Pénal - Droit pénal spécial
22/06/2018
Après avoir constaté la négligence des autorités françaises dans la prise en charge d’un individu décédé à la suite de son arrestation à Argenteuil en 2009, la Cour européenne des droits de l'homme (CEDH) conclut à la violation de l’article 2 de la Convention européenne de sauvegarde des droits de l'homme (CESDH) dans une décision du 21 juin 2018.
Justification de l’immobilisation forcée…

Le père de la requérante, âgé de soixante-neuf ans, avait pris la route, avec un autre individu, alors qu’ils avaient consommé de l’alcool. Ils furent arrêtés par une patrouille de police. L’intéressé refusa de sortir du véhicule, proféra des insultes, fut saisi et menotté puis placé à l’arrière de la voiture de police. Il tenta de porter un coup à l’agent et se trouva immobilisé au moyen de la technique dite du « pliage » (technique consistant à courber un individu de telle sorte que sa tête touche ses genoux).

La cour observe que la chambre d’instruction de la cour d’appel de Rennes n’a pas exclu qu’il y ait un lien de causalité entre la force utilisée lors du transport vers le commissariat et le décès, mais elle n’a pas indiqué si ce lien pouvait ou non être direct. Toutefois, comme la cour d’appel, la CEDH juge que l’immobilisation forcée du père de la requérante par la technique du « pliage », alors qu’il se trouvait dans un véhicule de police à destination du commissariat, était justifiée et strictement proportionnée au but poursuivi.

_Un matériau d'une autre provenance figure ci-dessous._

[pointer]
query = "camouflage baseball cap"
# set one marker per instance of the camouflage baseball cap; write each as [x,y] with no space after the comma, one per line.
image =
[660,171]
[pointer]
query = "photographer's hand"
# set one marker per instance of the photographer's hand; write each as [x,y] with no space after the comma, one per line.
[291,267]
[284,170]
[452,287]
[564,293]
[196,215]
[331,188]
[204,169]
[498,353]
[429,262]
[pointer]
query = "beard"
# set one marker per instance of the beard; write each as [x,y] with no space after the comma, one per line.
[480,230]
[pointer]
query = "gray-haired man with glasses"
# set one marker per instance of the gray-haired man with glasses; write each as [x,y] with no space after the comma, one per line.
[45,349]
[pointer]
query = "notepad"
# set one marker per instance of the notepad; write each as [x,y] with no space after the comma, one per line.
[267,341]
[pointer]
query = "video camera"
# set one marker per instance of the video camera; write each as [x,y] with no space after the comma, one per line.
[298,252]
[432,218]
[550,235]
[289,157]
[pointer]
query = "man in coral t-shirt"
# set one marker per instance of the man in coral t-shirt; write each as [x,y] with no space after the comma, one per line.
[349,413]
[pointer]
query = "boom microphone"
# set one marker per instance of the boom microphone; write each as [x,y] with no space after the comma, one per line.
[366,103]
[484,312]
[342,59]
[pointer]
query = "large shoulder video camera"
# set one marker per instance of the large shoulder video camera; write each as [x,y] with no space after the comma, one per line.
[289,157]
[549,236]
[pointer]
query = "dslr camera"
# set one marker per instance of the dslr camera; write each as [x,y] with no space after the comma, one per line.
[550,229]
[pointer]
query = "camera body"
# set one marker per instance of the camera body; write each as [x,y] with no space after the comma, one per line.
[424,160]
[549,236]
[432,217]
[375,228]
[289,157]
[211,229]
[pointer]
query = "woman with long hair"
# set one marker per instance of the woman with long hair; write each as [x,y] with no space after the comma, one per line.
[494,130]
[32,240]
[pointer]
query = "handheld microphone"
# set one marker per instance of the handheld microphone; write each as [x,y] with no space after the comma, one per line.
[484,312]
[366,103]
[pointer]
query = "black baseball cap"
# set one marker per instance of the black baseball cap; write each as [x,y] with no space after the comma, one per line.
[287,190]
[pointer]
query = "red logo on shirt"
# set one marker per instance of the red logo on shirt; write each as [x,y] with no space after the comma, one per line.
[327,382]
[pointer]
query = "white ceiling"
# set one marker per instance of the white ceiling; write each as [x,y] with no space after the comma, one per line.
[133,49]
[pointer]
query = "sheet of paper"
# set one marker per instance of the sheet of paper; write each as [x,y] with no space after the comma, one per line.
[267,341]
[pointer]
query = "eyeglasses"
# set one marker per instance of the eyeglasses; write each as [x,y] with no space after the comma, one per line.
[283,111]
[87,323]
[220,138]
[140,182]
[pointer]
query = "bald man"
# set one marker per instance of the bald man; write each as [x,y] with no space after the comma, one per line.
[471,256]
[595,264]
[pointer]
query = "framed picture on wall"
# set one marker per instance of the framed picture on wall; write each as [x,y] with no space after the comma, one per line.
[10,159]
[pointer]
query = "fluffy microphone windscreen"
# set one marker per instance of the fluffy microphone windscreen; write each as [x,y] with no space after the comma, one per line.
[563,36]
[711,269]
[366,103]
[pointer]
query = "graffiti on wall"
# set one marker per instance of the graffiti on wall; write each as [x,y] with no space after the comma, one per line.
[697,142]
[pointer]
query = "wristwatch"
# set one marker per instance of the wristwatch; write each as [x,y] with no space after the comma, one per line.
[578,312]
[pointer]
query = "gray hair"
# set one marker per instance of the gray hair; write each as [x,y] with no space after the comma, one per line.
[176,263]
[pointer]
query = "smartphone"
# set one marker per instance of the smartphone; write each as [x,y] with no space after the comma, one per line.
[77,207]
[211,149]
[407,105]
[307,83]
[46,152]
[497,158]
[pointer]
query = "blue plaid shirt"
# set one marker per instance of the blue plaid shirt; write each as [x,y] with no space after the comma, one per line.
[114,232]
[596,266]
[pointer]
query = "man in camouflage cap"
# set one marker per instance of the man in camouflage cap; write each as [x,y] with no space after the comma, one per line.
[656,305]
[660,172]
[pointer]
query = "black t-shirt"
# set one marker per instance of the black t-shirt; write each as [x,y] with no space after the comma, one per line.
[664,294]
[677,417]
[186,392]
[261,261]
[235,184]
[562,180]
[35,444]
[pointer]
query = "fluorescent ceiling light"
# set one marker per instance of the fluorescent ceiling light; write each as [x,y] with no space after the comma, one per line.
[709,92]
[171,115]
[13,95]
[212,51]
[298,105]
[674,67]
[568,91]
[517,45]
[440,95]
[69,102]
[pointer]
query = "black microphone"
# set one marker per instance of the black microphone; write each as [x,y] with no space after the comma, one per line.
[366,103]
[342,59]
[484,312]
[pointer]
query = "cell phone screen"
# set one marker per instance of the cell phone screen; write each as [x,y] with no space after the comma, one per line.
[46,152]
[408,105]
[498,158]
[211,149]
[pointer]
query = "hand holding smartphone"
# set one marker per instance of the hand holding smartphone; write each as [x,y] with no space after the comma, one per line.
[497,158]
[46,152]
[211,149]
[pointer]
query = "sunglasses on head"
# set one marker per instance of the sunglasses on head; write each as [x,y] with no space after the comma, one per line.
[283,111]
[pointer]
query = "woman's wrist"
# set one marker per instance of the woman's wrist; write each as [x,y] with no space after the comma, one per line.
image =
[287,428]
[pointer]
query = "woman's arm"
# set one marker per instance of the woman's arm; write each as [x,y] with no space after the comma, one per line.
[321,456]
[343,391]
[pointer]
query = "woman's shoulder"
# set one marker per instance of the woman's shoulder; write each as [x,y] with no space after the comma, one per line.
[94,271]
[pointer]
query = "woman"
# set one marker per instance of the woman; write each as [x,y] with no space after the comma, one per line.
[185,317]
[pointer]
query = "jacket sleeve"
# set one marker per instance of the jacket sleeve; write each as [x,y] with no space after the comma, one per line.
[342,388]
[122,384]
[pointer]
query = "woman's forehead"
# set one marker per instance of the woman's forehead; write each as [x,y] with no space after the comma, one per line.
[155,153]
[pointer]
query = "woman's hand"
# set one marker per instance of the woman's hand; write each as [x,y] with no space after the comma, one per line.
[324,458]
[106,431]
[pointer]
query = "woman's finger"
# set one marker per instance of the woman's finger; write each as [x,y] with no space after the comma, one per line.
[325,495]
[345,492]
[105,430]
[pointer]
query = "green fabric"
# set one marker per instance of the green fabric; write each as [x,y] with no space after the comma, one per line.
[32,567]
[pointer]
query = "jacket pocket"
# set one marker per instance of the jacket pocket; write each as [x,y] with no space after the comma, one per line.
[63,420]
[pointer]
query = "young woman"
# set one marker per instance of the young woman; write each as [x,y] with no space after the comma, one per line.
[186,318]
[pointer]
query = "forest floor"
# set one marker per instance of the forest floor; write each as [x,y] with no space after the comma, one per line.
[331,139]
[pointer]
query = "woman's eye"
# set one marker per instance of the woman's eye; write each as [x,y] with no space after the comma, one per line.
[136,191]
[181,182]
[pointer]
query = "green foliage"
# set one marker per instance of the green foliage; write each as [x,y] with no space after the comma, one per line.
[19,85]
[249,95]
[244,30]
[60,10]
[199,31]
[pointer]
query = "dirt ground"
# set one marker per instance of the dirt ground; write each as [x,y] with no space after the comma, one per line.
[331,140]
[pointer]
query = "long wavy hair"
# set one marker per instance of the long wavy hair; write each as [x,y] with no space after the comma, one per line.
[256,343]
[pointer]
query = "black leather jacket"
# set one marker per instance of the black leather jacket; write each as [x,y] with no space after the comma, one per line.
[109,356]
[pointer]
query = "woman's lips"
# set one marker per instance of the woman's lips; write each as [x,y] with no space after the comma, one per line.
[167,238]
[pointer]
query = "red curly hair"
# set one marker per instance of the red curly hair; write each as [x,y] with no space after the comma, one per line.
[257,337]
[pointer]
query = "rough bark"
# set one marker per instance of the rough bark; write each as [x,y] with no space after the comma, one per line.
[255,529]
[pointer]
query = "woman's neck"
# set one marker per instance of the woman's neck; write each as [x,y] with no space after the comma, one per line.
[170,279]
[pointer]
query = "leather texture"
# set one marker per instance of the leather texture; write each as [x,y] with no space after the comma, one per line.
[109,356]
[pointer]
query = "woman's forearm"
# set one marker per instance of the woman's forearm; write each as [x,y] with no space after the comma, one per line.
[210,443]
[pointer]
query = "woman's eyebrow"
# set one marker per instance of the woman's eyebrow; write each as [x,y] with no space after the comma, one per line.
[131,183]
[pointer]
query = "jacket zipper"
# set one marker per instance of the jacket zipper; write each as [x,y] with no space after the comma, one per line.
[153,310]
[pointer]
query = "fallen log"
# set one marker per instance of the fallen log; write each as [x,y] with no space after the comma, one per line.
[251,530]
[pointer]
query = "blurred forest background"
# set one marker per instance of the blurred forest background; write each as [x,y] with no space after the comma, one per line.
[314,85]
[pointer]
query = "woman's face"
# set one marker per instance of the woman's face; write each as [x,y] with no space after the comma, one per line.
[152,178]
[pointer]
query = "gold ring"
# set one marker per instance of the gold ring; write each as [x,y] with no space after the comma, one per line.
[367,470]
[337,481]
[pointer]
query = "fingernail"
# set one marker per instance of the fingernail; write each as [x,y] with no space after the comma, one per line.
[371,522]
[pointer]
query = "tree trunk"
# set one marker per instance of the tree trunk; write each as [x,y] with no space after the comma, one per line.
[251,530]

…mais négligence dans la prise en charge au commissariat

À l’arrivée au commissariat, le père de la requérante fut expulsé du véhicule et transporté, apparemment sans réaction, à l’intérieur. Il fut placé en position allongée, mains menottées derrière le dos. Il vomit à plusieurs reprises. Selon la cour, il aurait attendu quarante-cinq minutes dans le fourgon avant d’être conduit à l’hôpital. Durant l’attente des soignants, les policiers observèrent que l’intéressé vomissait et s’étouffait dans son vomi. Il décéda quelques heures plus tard d’un arrêt cardiaque.

La CEDH observe que l’arrêt de la cour d’appel de Rennes, auquel renvoie le gouvernement, « n’analyse pas plus avant l’adéquation de la prise en charge au commissariat, au regard de l’état général de l’intéressé, de la vigilance accrue qui était requise des autorités ni des circonstances dans lesquelles il avait été transporté vers le commissariat et extrait du véhicule à son arrivée ». Il apparaît ainsi, comme cela ressort aussi de l’avis rendu par la Commission nationale de déontologie de la sécurité, que sa situation a été traitée avec négligence par les autorités.

Dès lors, la CEDH retient que les autorités n’ont pas fait ce que l’on pouvait raisonnablement attendre d’elles pour prévenir le risque de décès auquel il était exposé. Elle conclut à la violation de l’article 2 sous son volet matériel. La cour relève une effectivité de l’enquête dans son ensemble même si elle souligne quelques lacunes ponctuelles, comme l’absence de reconstitution des faits et la durée importante de la procédure.